Tué par des policiers

La condamnation est confirmée en appel. Les policiers impliqués dans la mort de Hakim Ajimi écopent de peines de prison avec sursis. Cet habitant de Grasse est décédé lors de son  interpellation en 2008. Les proches de la victime se disent soulagés.


 

Hier lundi, la cour d'appel d'Aix-en-Provence a appuyé la condamnation en première instance de deux policiers de la brigade anti-criminalité (BAC) de Grasse (Alpes-Maritimes) à 18 et 24 mois de prison avec sursis et d'un policier municipal à six mois avec sursis. Un soulagement pour l’entourage de Hakim Ajimi.

La cour a d’ailleurs également élargi le nombre de personnes pouvant bénéficier de dommages et intérêts à des membres de la famille de Hakim Ajimi. Ils n'avaient pas été inclus en première instance.

 

Il ne résiste pas, inconscient

L’affaire remonte au 9 mai 2008. Abdelhakim Ajimi, que ses amis et sa famille appelaient Hakim, est mort à Grasse après avoir été maîtrisé par des policiers lors de son arrestation. Le jeune homme est interpellé dans la rue alors qu'il vient d'avoir une altéracation avec son banquier.

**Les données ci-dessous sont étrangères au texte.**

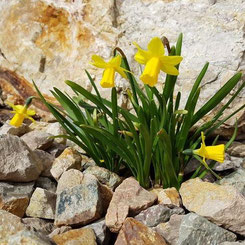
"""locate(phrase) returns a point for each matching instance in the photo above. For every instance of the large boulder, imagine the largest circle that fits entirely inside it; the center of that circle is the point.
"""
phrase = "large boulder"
(222, 205)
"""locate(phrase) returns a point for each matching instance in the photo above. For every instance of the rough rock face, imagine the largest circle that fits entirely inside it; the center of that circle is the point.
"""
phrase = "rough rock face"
(133, 232)
(193, 229)
(222, 205)
(50, 41)
(17, 162)
(156, 214)
(42, 204)
(80, 204)
(83, 236)
(9, 225)
(128, 198)
(69, 159)
(14, 197)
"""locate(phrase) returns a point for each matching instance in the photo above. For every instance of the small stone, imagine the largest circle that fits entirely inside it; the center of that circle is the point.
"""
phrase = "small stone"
(169, 196)
(9, 129)
(10, 224)
(233, 243)
(69, 179)
(105, 176)
(101, 232)
(38, 125)
(235, 179)
(80, 204)
(14, 197)
(25, 237)
(38, 140)
(129, 197)
(84, 236)
(46, 183)
(237, 149)
(56, 149)
(223, 205)
(47, 160)
(17, 162)
(157, 214)
(87, 162)
(69, 159)
(56, 129)
(170, 230)
(230, 162)
(42, 204)
(38, 225)
(51, 128)
(193, 229)
(133, 232)
(59, 230)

Très vite, l'arrestation se transforme en une bagarre extrêmement violente, le jeune homme refusant d'obtempérer. Hakim Ajimi se retrouvera au sol, menotté aux pieds et aux mains, maintenu par trois policiers. Lorsqu'il est relevé et traîné par les pieds jusqu'à une voiture de police-secours, au moins 11 témoins indiquent qu'il ne résiste plus et paraît inconscient. Trois personnes remarquent son visage bleu ou violacé, signe d'un manque d'oxygène. Il meurt probablement durant la minute de transport jusqu'au commissariat, sans qu'aucun policier ne s'en rende compte.

 

Des policiers mobilisés en soutien à leurs collègues

Il y a un peu moins d’un an, les deux policiers de la BAC ont été reconnus coupables d'homicide involontaire et le policier municipal de non-assistance à personne en danger par le tribunal correctionnel de Grasse. A l’annonce de ce jugement, 200 policiers de Grasse, de Cannes, Antibes, Cagnes-sur-Mer et Nice s'étaient rassemblés devant le commissariat de Grasse pour marquer leur soutien à leurs collègues.

 

Un pourvoi en cassation ?

Aujourd’hui, l’affaire n’est pas pour autant terminée. Les avocats des policiers ont indiqué que leurs clients envisageaient déjà un pourvoi en cassation. Ils se basent sur le fait que la compression de la cage thoracique, qui est la cause du décès de Hakim Ajimi, est un geste totalement réglementaire qui est enseigné à l'école de police.

 

La France condamnée pour cette technique d’interpellation

Dans un rapport publié en décembre 2011, Amnesty International a précisément dénoncé certaines méthodes de contrainte utilisées par les forces de l’ordre qui font courir de graves dangers aux personnes arrêtées voire qui  aboutissent à des homicides volontaires ou à des meurtres.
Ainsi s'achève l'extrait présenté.